6.不浄を払う

「ごちそうさまでした」


 スープは素材がいいので塩だけでも充分美味しく、満足のいく仕上がりだった。

 そのお陰か疲れを見せていた身も心もいくらかマシになった…と思う。


(食後のティータイムといきたいところだけど…)


 お茶を飲むまでにまた時間がかかりそうだと今回は諦め立ち上がる。

 シンクに運んできた食器類と昨日使用したお皿を見てふとトイレでのことを思い出す。


(これにも“浄化”が使えないかな)


 浄化をかける対象を食器に変えるだけならばできそうだ。

 さっそく魔法を行使してみると自分の魔力が食器を包み消えていく。

 後に残ったのはピカピカのお皿たち。

 続いてまな板や包丁にも浄化をかけるとこちらも汚れが落ち綺麗になった。


(便利すぎる!あ!これなら洗濯もできそう)


 思い浮かんだ内容を実証するべく、意気揚々と洗面所兼脱衣所へと向かう。

 チェストの上に乱雑に置いた衣服はやはり汚れがついたままだ。

 そのひとつである白い長袖シャツを手に取り広げた。

 やはり所々に汚れており、とても綺麗とは呼べない。

 薄い緑の線は蔦か何かが擦れたことでついたと思われる。

 それらや土汚れなど、とにかく白以外の色を払おう。

 サーっと全てを連れ去るイメージで魔力を放てば…


(お、できたできた!)


 腕を伸ばし広げていたシャツの上から下へ自分の魔力が通ったと分かる。

 汚れも何もついていない状態の姿は頭に残っていないけれど、元のように美しくなったと言っていいだろう。

 己の力で真っ白なシャツに戻せたと思うと心躍るね。

 きっと自分は今ニコニコしていることだろう。

 心弾んだまま白いズボンと焦茶色のブーツにも同様に浄化をかけていく。

 実は昨日の自分は靴下を履いていなかった。

 つまり素足でこのブーツを履き森を抜けたので汗などが直接染み付いていそうで嫌だったのだ。

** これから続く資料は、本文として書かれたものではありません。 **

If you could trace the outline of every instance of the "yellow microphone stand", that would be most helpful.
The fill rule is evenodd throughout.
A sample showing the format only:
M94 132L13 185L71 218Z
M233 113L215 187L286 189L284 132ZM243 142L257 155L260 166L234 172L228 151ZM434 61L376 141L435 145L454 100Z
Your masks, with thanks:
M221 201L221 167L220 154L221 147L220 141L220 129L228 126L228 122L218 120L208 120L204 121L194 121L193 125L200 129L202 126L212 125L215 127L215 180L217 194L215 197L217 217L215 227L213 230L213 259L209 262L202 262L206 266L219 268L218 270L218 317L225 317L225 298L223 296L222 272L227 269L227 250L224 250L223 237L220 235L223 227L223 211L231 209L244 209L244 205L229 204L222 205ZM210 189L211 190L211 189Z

 何故靴下を履かない状態でこの世界に落とされたのかは謎でしかない。

 余談だが、下着も身につけていなかったから驚きだ。


(ま、過ぎたことだ。しかし、この服は…)


 昨日着ていた衣服を綺麗にしたはいいものの、今後着ることが無いかもしれない。

 恐怖と不安に苛まれながら進んだ森を思い出しそうだし、何よりペラいのだ。

 安っぽさはなく、着心地や手触りはいいのだが、生地が薄すぎる。

 今着ている白い長袖シャツの方が生地に厚みがあるので今後もこちらを着るだろう。

 黒いズボンに関しては生地の厚さだけではなく色もこちらがいい。

 なので、昨日お世話になった衣服は一旦洗面所の棚に置いておくとしよう。


(それにしても、この能力は便利すぎるなぁ)


 泥を洗い落とす作業も干す作業も必要無いから凄く楽だ。

 雨の日だろうと雪の日だろうと、乾かないと嘆かずに済む。

 今朝洗ったから今日は着られないなんてことにもならない。

 

 だが、ブーツに関しては少し残念に思うことがある。

 艶は戻ったが細かい傷は残されたままなのだ。

 浄化はあくまで汚れ…不浄のものを払う効果しかないのだろう。

 けれど、今はそれが分かっただけでも充分だ。


(この家が常に綺麗に保たれているのも浄化のおかげかな)


 昨日は汚れたブーツを履いたまま室内を歩いたのでそこから落ちた泥があってもおかしくないのだが、床は随分と綺麗だ。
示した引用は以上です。